As early as 1873 the railroad surveyor, Charles Horetzky, had referred to the Peace as the future garden of the West. All it needed was people to bring it to life. In his reports, as one argument for bringing the CPR north, he eloquently praised the wild flowers and abundant fruit growing in the shelter of the Rockies. With the Peace River as a natural channel for transporting the products of the region to markets further east, he saw a great future for the area. Horetzky’s companion on his survey was John Macoun, botanist father of James. The older Macoun was every bit as enthusiastic about the Peace as a potential area for agriculture as his son was doubtful of its future.
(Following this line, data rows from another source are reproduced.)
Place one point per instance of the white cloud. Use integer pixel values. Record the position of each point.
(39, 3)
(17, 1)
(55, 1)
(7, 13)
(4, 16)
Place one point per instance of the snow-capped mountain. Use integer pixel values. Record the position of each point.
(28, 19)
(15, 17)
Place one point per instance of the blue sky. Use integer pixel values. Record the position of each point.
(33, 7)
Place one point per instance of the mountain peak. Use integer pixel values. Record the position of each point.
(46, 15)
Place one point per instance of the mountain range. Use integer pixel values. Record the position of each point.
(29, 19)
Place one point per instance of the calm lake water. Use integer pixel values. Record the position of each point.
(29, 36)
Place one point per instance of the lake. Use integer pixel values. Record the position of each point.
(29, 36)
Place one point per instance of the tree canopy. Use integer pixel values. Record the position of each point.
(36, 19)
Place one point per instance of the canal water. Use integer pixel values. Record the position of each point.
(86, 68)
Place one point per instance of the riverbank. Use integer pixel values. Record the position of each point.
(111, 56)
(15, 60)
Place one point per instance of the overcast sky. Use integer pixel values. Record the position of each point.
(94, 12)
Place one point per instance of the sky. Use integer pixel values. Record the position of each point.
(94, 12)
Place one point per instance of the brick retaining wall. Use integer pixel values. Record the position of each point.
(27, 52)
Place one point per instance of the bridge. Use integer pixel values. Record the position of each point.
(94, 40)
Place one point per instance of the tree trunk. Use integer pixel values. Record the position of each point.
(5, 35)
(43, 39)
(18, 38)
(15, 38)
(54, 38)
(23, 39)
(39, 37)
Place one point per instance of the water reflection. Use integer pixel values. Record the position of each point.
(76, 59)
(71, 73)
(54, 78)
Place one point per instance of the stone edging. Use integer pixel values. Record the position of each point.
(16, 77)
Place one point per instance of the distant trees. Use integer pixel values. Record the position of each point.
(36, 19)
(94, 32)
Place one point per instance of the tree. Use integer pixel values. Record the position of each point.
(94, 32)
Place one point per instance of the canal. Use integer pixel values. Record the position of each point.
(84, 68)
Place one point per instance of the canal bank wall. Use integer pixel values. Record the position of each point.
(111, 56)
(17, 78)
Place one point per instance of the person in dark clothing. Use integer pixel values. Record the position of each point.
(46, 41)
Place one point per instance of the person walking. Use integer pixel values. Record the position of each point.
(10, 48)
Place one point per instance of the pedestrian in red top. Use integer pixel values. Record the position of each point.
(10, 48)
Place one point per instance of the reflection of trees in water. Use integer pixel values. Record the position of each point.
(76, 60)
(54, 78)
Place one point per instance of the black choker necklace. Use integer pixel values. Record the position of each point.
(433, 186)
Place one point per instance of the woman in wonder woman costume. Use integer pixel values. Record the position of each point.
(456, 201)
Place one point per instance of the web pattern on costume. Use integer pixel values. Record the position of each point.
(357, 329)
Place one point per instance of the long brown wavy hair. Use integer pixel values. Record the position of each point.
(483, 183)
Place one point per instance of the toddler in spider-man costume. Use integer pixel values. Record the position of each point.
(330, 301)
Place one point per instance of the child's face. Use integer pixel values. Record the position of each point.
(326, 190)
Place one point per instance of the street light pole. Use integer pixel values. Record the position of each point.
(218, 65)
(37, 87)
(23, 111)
John Macoun felt that the area was virtually identical to Edmonton in terms of climate and considerably drier and warmer than the area around Slave Lake.
George Dawson crossed the Pouce Coupe Prairie in August of 1879, noting the deep and fertile soils exposed in the valleys and ravines. Even the valley of the Mud River (Kiskatinaw) drew favourable comments from him as being generally open and fertile with wild grasses reaching his horse’s belly. Like John Macoun had done earlier, Dawson found the climate very similar to that of Edmonton.
A young Englishman, H. Somers Somerset, was in the area in 1893 to hunt and happened to be here at a particularly cold and rainy time and was very disappointed in the country. He complained about map notes showing “fine soil” and “open rolling country” where he found only muskeg and swamps. In accounts of his journey, he warned prospective settlers about the perils of the Peace.
But the positive reports outweighed the negative ones in the end and the settlers came. A Senate committee in 1907 recommended the area for settlement and, in the same year, A.M. Bezanson published his booklet, Peace River Trails, promoting the region.
By 1921 there were about 1000 people established on the Pouce Coupe Prairie, just nine years after it was opened for homesteading.